Throughout Musk’s tangled bid, his promises/ideas/threats about what Twitter could and would be under his reign loomed large. There would be no ads on Twitter! Free speech rules would be relaxed, banned users could come back (though 10 percent might be forever banished)… And so on. On Wednesday, Musk tweeted that he would not be allowing anyone who was “de-platformed for violating Twitter rules back on platform until we have a clear process for doing so, which will take at least a few more weeks.”

Over the weekend, #TrumpiIsDead trended and Musk held steady. The uncertainty, however, and the freewheeling nature of the Musk transition on the platform that people—namely, celebrities and public figures—have enjoyed as their own free platform has proven to be too much, and that element is fleeing the platform, reports the Wall Street Journal.

Singer Toni Braxton framed the issue of leaving Twitter as a matter of the platform no longer being a safe space for people of color. “I’m shocked and appalled at some of the ‘free speech’ I’ve seen on this platform since its acquisition… I am choosing to stay off Twitter as it is no longer a safe space for myself, my sons and other POC,” she tweeted last week.

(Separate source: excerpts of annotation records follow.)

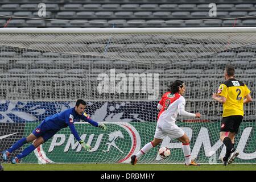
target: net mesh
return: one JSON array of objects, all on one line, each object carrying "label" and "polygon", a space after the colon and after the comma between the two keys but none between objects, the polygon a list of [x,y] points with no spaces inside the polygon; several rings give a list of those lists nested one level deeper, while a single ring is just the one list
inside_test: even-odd
[{"label": "net mesh", "polygon": [[[153,139],[157,104],[179,79],[187,86],[186,110],[202,115],[200,119],[177,118],[191,139],[192,158],[220,162],[225,151],[218,138],[222,106],[212,94],[224,81],[225,65],[231,64],[254,101],[255,42],[254,32],[0,34],[0,132],[2,136],[16,133],[1,140],[0,149],[82,98],[92,118],[108,127],[102,131],[76,124],[93,151],[81,150],[67,128],[22,162],[129,162]],[[254,102],[245,106],[236,136],[240,152],[236,163],[255,162],[255,108]],[[160,159],[157,151],[163,146],[171,155]],[[181,143],[168,138],[139,160],[184,162]]]}]

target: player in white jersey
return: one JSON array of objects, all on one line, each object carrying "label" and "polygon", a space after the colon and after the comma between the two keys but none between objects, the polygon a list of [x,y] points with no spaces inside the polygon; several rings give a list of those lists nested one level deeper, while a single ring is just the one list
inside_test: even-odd
[{"label": "player in white jersey", "polygon": [[158,109],[160,110],[154,140],[147,143],[136,155],[131,157],[131,164],[135,165],[139,158],[150,149],[158,145],[166,135],[170,139],[177,139],[182,142],[182,149],[185,164],[200,166],[191,159],[190,140],[184,131],[175,124],[177,114],[200,118],[199,113],[188,113],[185,110],[185,98],[183,97],[185,86],[183,81],[177,80],[170,85],[168,92],[164,93],[159,101]]}]

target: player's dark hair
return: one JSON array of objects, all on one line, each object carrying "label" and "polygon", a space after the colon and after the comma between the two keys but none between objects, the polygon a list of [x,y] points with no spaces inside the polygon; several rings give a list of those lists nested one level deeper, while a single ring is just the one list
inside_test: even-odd
[{"label": "player's dark hair", "polygon": [[168,91],[172,93],[175,93],[179,92],[179,88],[183,87],[184,81],[179,80],[176,80],[174,82],[169,86]]},{"label": "player's dark hair", "polygon": [[77,101],[76,101],[76,106],[78,107],[80,105],[80,104],[81,105],[84,105],[84,106],[86,105],[86,103],[85,102],[85,101],[82,100],[81,99],[79,99],[79,100],[77,100]]},{"label": "player's dark hair", "polygon": [[234,75],[234,68],[231,65],[226,65],[225,70],[226,71],[226,75],[228,76],[232,76]]}]

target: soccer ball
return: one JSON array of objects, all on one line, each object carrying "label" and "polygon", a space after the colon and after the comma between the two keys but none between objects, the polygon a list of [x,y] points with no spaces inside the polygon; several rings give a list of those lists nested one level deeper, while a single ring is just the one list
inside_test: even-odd
[{"label": "soccer ball", "polygon": [[167,147],[163,147],[159,149],[158,154],[161,158],[166,159],[171,154],[171,151]]}]

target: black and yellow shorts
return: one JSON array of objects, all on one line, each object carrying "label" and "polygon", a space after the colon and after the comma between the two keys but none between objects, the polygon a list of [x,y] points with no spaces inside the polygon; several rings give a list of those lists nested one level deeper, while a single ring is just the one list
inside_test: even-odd
[{"label": "black and yellow shorts", "polygon": [[243,117],[240,115],[223,117],[220,131],[230,131],[237,133]]}]

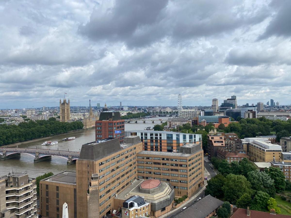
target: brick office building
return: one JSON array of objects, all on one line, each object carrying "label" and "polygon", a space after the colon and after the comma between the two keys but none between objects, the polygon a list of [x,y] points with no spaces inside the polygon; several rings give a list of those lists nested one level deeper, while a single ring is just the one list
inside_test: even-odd
[{"label": "brick office building", "polygon": [[[124,120],[119,112],[102,112],[95,122],[96,141],[108,138],[117,138],[122,143],[124,138]],[[121,131],[116,133],[116,131]]]}]

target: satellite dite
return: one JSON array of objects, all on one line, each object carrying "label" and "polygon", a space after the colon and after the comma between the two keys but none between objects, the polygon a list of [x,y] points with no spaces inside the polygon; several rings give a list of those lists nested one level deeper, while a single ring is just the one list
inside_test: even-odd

Hollywood heavy Brian Koppelman, who is the showrunner for “Billions,” decided to take a break, tweeting “Gonna really try to take a breather from here for a minute or a month come deal close time,” via the WSJ. (His Tweets are protected). Plus, there’s always Instagram and TikTok, where he urged his followers to find him.

“Hey all — I’m out of here,” Ken Olin, actor and producer of shows including This Is Us tweeted last week. “Let’s keep the faith. Let’s protect our democracy.”

Mega showrunner and producer Shonda Rhimes put it simply, tweeting “Not hanging around for whatever Elon has planned. Bye.”

Josh Gad, and actor who voiced Olaf in the Frozen movies, said he’ll probably stay on Twitter but that he had seen some things he didn’t like. “Hate speech intended to incite harm, (with no consequences) ain’t what I signed up for,” he tweeted last week.

Musk has already ruffled the feathers of a horror master Stephen King, when he held up on Tuesday his scheme to charge Twitter users $20 month to keep their super-prestigious blue verification checks after horror maestro Stephen King, who tweeted to his 6.9 million followers: “$20 a month to keep my blue check? Fuck that, they should pay me. If that gets instituted, I’m gone like Enron.”

King is still tweeting. Twitter is a powerful drug, especially for celebrities. For those who claim to have bounced, it’s worth watching whether or not they’ll stay gone. And Elon Musk’s man-of-the-people routine makes it seem that he might not be too sad to see them go—publicly, anyway.